The Franks, who were a bold, enterprising and warlike offshoot from the great Teutonic race, and who were the real founders of the kindom which afterward became modern France, were notwithstanding their intestine broils and their conflicts with neighboring people, inclined to cultivate the arts of peace. They occupied, says Mr. Church, a land of great natural wealth and great geographical advantages, which had been prepared for them by Latin culture; they inherited great cities which they had not built, and fields and vineyards which they had not planted; and they had the wisdom not to destroy but to use their conquest. (1)

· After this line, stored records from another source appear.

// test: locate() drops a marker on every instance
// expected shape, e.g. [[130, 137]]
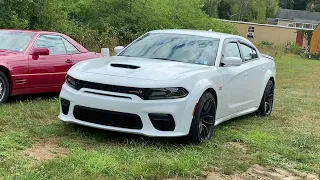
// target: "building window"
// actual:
[[298, 25], [250, 32]]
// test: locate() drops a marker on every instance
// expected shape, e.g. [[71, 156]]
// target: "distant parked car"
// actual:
[[171, 83], [36, 61]]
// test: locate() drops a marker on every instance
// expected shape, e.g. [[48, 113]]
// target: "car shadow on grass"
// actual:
[[105, 136]]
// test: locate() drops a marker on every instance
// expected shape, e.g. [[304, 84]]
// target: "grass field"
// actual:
[[34, 144]]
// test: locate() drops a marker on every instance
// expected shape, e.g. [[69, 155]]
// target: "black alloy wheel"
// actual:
[[203, 120]]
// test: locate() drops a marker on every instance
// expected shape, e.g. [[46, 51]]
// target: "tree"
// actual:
[[224, 10]]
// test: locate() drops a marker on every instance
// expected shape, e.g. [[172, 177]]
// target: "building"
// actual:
[[295, 18], [275, 34]]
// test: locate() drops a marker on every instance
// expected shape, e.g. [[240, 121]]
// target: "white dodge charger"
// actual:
[[170, 83]]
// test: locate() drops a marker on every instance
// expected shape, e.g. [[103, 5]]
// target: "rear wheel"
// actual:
[[266, 105], [4, 88], [203, 119]]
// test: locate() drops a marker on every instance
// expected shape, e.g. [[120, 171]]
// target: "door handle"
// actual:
[[69, 61]]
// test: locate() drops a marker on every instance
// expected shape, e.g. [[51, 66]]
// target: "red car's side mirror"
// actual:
[[39, 52]]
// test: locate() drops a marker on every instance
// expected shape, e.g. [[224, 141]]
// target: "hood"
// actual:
[[7, 53], [138, 68]]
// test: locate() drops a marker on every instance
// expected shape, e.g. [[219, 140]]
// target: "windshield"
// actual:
[[175, 47], [14, 41]]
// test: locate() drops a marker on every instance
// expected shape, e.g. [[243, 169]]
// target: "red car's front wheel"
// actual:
[[4, 88]]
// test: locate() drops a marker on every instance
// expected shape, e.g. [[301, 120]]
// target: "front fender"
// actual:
[[194, 97]]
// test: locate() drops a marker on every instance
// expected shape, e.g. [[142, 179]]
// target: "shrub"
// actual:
[[293, 49]]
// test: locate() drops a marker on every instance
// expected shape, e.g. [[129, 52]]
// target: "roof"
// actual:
[[298, 14], [197, 33]]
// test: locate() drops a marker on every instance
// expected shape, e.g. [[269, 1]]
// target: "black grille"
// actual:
[[108, 118], [106, 87], [162, 122], [65, 104]]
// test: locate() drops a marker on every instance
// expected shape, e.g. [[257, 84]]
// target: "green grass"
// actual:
[[290, 138]]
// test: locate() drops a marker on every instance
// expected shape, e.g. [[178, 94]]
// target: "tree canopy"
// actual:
[[106, 23]]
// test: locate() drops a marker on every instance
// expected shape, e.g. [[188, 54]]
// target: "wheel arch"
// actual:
[[268, 77], [7, 73]]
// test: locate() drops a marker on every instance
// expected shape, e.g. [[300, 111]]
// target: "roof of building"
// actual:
[[298, 14]]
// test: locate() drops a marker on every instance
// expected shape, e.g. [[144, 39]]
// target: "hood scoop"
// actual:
[[127, 66]]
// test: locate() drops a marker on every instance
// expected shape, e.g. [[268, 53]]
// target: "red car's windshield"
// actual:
[[14, 41]]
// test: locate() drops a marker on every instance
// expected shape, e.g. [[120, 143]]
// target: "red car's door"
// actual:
[[50, 70]]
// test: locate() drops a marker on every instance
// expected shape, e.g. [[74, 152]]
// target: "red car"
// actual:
[[36, 61]]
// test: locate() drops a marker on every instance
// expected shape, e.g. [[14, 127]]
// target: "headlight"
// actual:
[[71, 81], [163, 93]]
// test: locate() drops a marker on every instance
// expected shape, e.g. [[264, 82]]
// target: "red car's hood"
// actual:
[[7, 53]]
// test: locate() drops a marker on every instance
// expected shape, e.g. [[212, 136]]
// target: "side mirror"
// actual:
[[232, 61], [39, 52], [118, 49]]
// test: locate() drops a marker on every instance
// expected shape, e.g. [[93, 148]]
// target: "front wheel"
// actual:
[[203, 119], [4, 88], [266, 105]]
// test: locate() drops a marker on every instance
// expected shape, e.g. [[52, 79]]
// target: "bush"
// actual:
[[293, 49]]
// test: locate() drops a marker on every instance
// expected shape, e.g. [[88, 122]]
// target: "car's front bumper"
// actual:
[[180, 109]]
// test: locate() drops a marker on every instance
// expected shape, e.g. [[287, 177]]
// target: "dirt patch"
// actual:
[[237, 145], [262, 173], [46, 149]]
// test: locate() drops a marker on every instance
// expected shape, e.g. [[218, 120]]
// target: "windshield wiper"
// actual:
[[166, 59]]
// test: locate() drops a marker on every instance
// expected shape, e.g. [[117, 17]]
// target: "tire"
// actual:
[[202, 125], [266, 104], [4, 88]]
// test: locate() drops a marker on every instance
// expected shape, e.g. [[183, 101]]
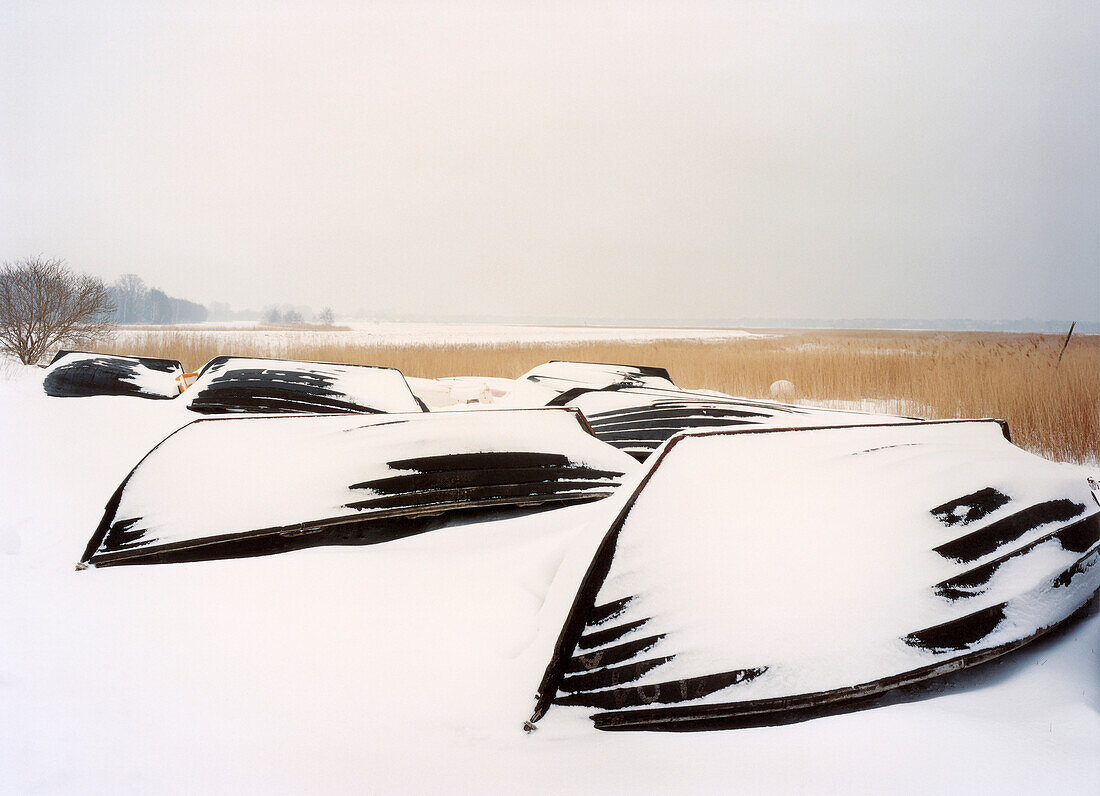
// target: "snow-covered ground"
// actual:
[[409, 665], [393, 333]]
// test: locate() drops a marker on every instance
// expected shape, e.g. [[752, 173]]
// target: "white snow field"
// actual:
[[410, 665]]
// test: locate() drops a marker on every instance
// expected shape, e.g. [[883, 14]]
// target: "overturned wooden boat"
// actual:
[[273, 484], [79, 374], [759, 576], [233, 385]]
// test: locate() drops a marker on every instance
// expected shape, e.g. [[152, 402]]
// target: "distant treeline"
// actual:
[[134, 302]]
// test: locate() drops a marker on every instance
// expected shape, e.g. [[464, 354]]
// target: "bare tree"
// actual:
[[44, 305]]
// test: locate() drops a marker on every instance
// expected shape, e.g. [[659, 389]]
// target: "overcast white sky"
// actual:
[[614, 161]]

The Franks were indeed friendly to Roman culture; preserved many of the Roman laws and customs, and accepted for their vernacular a modified form of the Latin language.
Hence architecture, which had languished during the stormy period when the Romans were unsuccessfully striving to defend their acquired provinces and the very existence of the empire itself from the barbarous hordes of northern invaders, began, in the 5th and 6th centuries, to revive, The confraternities of builders and the art of architecture to some extent, says Rebold, (2) resumed activity.
The fact, already adverted to elsewhere, that the art of building, especially of religious edifices, had passed into the hands of the monks, is found to prevail also in the history of the art in France at this early period. The remarks of Mr. Whittington on this subject in his Historical Survey are well worthy of quotation.
"The ancient writers often mention instances of an abbot giving a plan which his convent assisted in carrying into execution. The edifices of religion owed their first existence to the zeal of the clergy. The more enlightened prelates invented or procured the plans and carried them into execution. But although from record as well as from probability we may conclude that the arts in this age were principally cultivated by the clergy, it is no less certain that there were persons who practiced them as a profession. What that powerful Order found necessary to promote by their own exertions, they did not fail to patronize in others, and to the common masons and carpenters who might be found in the different cities of France persons of superior skill and intelligence were added who were invited from distant quarters by the enterprising liberality of the bishops. The superstition of the times and the authority of the Church secured them employment and protection; they gradually increased in numbers and improved in science, till at length they produced the most able artificers from among themselves. France, in fact, at this
(1) "The Beginning of the Middle Ages," by R. W. Church, Dean of St. Paul's, p. 85. (2) "Histoire des Trois Grandes Loges," p. 25.
time was not without professional artists, but they seem to have been neither numerous nor eminent, and the clergy were frequently left to their own exertions and resources. Gregory of Tours (who flourished in the 6th century) speaks of several of his predecessors as if they had superintended the building of their churches, particularly Ommatius, who rebuilt the Church of Sts. Gervase and Protasius and began that of St. Mary; and he expressly affirms that Leo Bishop of Tours was an artist of great skill, particularly in works of carpentry, and that he built towers which be covered with gilt bronze, some of which had lasted till his time. One general spirit indeed seems to have prevailed among the French Bishops of the 6th century to establish new churches and to improve the towns of their dioceses." (1)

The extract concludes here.